Test Aprilia SL 750 Shiver Claudia Shiver

Wir wissen nicht, ob die neue Shiver tatsächlich diesen Vornamen trägt. Sicher jedenfalls ist: Sie sieht verdammt gut aus. Wie es um die inneren Werte der 750er bestellt ist, klärt der Test.

Foto: Gargolov
Ganz entzückt, fast schon entrückt betrachten die beiden sie. Von Kopf bis Fuß, von vorn bis hinten. Sie begutachten ihr markantes Gesicht, ihren silbernen Glanz, lassen den Blick seitwärts über ihre kantigen Züge und gefälligen Proportionen schweifen, bestaunen den goldenen Gitterrohrrahmen mit den verschraubten Aluguss-Elementen und die massive Schwinge, die sich über ein seitlich angeordnetes Federbein gegen den Rahmen abstützt. Das schafft Platz für die Underseat-Auspuffanlage und verleiht dem Motorrad ein pralles Heck. »Ist die toll!« meint das junge Pärchen am Straßenrand. Und sind mit dieser Meinung keineswegs allein. Wo Aprilias neue SL 750 Shiver steht oder fährt, wird sie zum Mit-telpunkt, schaut man sich nach ihr um. Die meisten finden sie ein aufregend schönes Motorrad. Das es erfreulicherweise zu einem erschwinglichen Preis gibt. 7999 Euro kostet das Naked Bike und hat auch technisch einiges zu bieten. Dem ultrakurzhubigen, wassergekühlten Zweizylinder, von Aprilia konstruiert und im Mutterkonzern Piaggio in Pontedera gebaut, verpassten die Italiener einen Ventiltrieb mit zwei über Ketten und Zahnräder angetriebenen Nockenwellen wie bei ihrem Flaggschiff, der RSV 1000. 95 PS soll der 90-Grad-V2 leisten, um vergleichbaren Naked Bikes wie der neuen Triumph Street Triple oder der Honda Hornet 600 Paroli bieten zu können. Bisher nur von Supersportlern und der KTM 690 Supermoto bekannt, dosiert die Shiver mit elektronisch gesteuerten Drosselklappen die Gaszufuhr. Das »Ride by wire« genannte System soll für eine weiche Gasannahme sorgen wie Benzin sparen helfen.

Von Ersterem ist zunächst allerdings nichts zu spüren. Der Zweizylinder läuft unsauber, nimmt verzögert Gas an und bleibt schließlich mit einem elektronischen Defekt liegen, sodass eilends eine neue Shiver in Italien geordert wird. Wie bei der vorherigen handelt es sich auch hier um ein Vorserienexemplar. Deren V-Twin schnurrt zumindest brav vor sich hin, enttäuscht allerdings auf dem Leistungs-prüfstand. 86 statt der versprochenen 95 PS. Während ihre Konkurrenten locker mit 100 PS aufwarten. Immerhin überzeugt die Leistungsentfaltung. Schön gleichmäßig steigt die Kurve an, läuft sanft bei 9400/min aus, um kurz darauf später weich abzuriegeln. Perfekt auf dem Papier.

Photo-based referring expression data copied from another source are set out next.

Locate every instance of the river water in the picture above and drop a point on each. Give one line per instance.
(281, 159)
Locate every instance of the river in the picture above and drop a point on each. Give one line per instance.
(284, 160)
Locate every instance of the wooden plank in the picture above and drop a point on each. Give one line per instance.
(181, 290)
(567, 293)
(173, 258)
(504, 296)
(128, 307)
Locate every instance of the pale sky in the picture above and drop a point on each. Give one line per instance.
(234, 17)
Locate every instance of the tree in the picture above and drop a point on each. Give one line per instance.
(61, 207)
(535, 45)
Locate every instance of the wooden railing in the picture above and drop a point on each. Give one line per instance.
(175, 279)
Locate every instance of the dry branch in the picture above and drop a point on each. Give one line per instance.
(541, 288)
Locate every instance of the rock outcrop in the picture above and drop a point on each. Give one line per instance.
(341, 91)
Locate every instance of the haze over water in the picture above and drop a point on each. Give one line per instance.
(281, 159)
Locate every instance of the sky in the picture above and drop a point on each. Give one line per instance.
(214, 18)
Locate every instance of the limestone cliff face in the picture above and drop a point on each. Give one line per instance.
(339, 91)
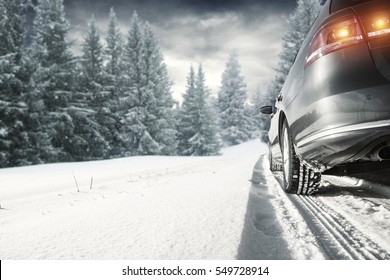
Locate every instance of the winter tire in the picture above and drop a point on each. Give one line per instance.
(272, 163)
(297, 177)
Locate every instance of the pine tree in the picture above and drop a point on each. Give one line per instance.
(52, 84)
(114, 79)
(197, 129)
(13, 113)
(133, 99)
(160, 121)
(235, 125)
(88, 104)
(298, 26)
(92, 60)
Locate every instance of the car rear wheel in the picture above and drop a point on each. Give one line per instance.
(298, 178)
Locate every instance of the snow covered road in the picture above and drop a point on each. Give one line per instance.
(185, 208)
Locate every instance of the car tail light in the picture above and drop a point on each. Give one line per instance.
(380, 26)
(334, 36)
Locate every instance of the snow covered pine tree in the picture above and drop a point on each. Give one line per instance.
(235, 125)
(197, 129)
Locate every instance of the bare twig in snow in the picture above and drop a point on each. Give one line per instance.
(77, 185)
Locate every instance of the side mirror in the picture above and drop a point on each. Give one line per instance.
(267, 110)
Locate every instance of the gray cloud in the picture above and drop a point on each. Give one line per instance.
(193, 32)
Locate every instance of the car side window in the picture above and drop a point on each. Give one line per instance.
(338, 5)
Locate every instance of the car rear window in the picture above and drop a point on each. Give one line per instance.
(338, 5)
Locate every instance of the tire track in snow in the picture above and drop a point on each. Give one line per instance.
(353, 242)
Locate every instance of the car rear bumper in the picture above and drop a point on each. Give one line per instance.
(348, 127)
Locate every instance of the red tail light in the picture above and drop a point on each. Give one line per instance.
(380, 26)
(334, 36)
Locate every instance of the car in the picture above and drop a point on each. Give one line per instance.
(332, 116)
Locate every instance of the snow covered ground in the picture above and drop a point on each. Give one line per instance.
(177, 208)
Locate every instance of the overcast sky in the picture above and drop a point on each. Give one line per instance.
(193, 32)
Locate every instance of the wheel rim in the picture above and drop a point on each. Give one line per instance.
(286, 156)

Und dieses Mal auch in der Realität. Dumpf bollernd meldet sich die Shiver auf Knopfdruck zu Wort, reagiert prompt fauchend auf jede Bewegung am Gasdrehgriff. Holla! Gang rein – und los. Doch zunächst mal sachte. Kein Ruckeln, kein Hacken der Kette, keine nervigen Lastwechselreaktionen, nichts. Sanft grummelt der V-Motor im Stadtverkehr. Selbst unter Last läuft der Vierventiler bei niedrigsten Drehzahlen geschmeidig, geradezu kultiviert. Leichtgängig und exakt flutschen die Gänge, wohldosierbar und leichtgängig verrichtet die hydraulisch betätigte Kupplung ihre Arbeit. Bei zirka 9500/min heißt es, setze der Drehzahlbegrenzer ein, doch so hoch drehen muss der Kurzhuber gar nicht erst, um sich eindrucksvoll in Szene zu setzen. Ab 5000/min spannt er seine Muskeln, um kurz drauf so richtig vom Leder zu ziehen. Erst jenseits von 8000/min ebbt die Leistung langsam wieder ab. Manch einer mag sich mehr Schub am Ende der Drehzahlleiter wünschen, aber die Kraft, mit der die Shiver im mittleren Drehzahlbereich aufwartet, hat etwa eine zum Vergleich herangezogene BMW F 800 S nicht zu bieten.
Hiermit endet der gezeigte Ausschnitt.